Et si un algorithme pouvait prédire et prévenir les violences conjugales ? On croirait cette phrase tout droit sortie de Minority Report, mais il n'en est rien. Cette initiative émane de la police de Queensland, vaste Etat du nord-est de l'Australie. Les forces de l'ordre désirent effectivement tester un outil d'intelligence artificielle à ces fins.
Plus précisément, détaille le Guardian, l'algorithme exploité, en développement depuis trois ans, utiliserait des données emmagasinées afin d'identifier les "auteurs de violences à haut risque", susceptibles d'être coupables de violences conjugales, suivant "des schémas d'escalade familiers et prévisibles". Pour ce faire, l'outil puise notamment dans les données du système informatique de la police, Qprime. En somme, pas de prédiction sci-fi de l'avenir façon Black Mirror ici, mais "une évaluation des risques".
Une idée qui interroge et dérange.
Car si dans les pages du Guardian, le surintendant Ben Martain insiste sur le profil particulièrement alarmant des auteurs de violences qui pourraient être visés par l'intelligence artificielle ("Avec eux, nous n'attendrons pas un appel téléphonique d'urgence"), valorisant l'idée d'une police "plus préventive", certaines voix s'avèrent plus critiques envers cette technologie justicière qui nous renvoie aux romans et nouvelles de Philip K Dick.
Ainsi la militante des droits des femmes Angela Lynch rappelle-t-elle au journal britannique que "si notre système doit s'améliorer afin d'identifier les auteurs de violences à haut risque, en particulier ceux qui passent d'une relation conjugale à l'autre, et si nous avons besoin de réponses innovantes quant à la manière dont nous les traitons dans notre société, cela doit cependant être fait en toute sécurité, il faut rester très prudent".
D'aucuns s'interrogent également sur les risques de telles technologies de par les biais et filtres inhérents à un tel algorithme, pouvant susciter arrestations expéditives et ciblages discriminatoires. Selon Ben Martain, la police du Queensland serait "parfaitement consciente" de ces biais et a précisé que les données concernant l'ethnicité ou l'emplacement géographique n'avaient pas été intégrées dans le programme.
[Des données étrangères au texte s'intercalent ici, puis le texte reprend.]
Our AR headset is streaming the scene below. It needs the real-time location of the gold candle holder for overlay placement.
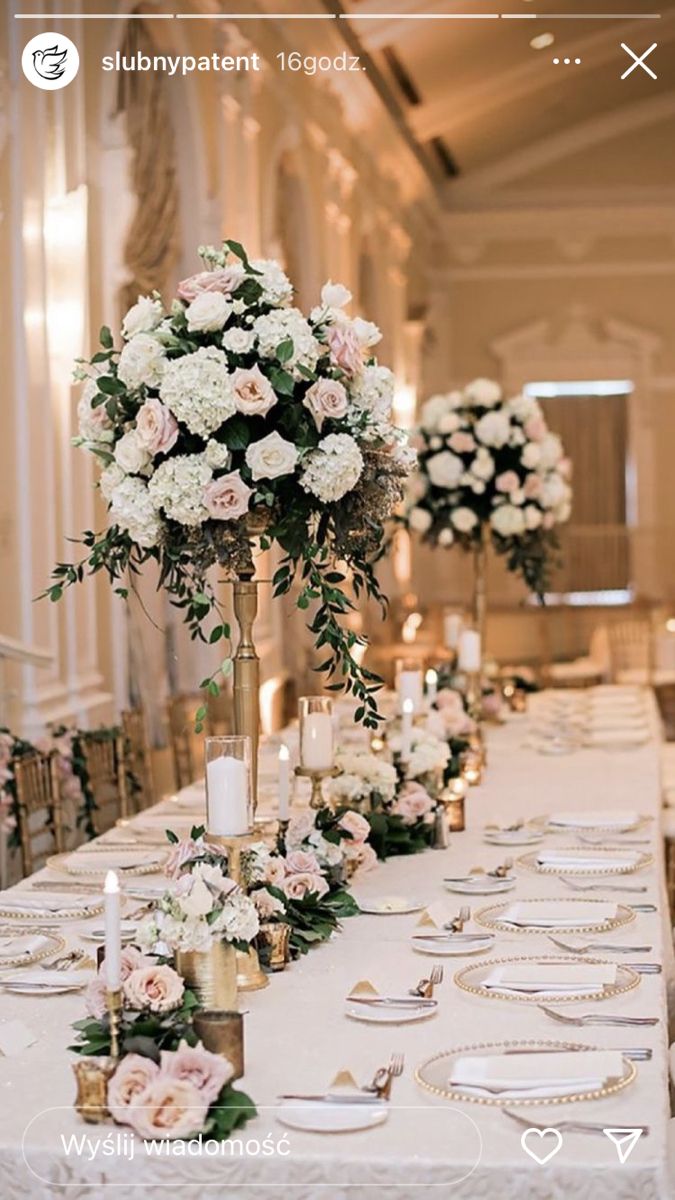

Ben Martain rappelle cependant que cette technologie n'a pas été pensée pour remplacer les méthodes traditionnelles des forces de l'ordre, ou bien les procédures relatives à la justice. Ce n'est pas une "solution miracle", énonce le policier, mais un "éclairage sur une éventuelle prise de décision, basée sur des données structurées et objectives", affirme-t-il encore au Guardian.
En attendant, des essais pratiques de cet algorithme devraient être initiés dans certains districts de la police australienne avant la fin de l'année.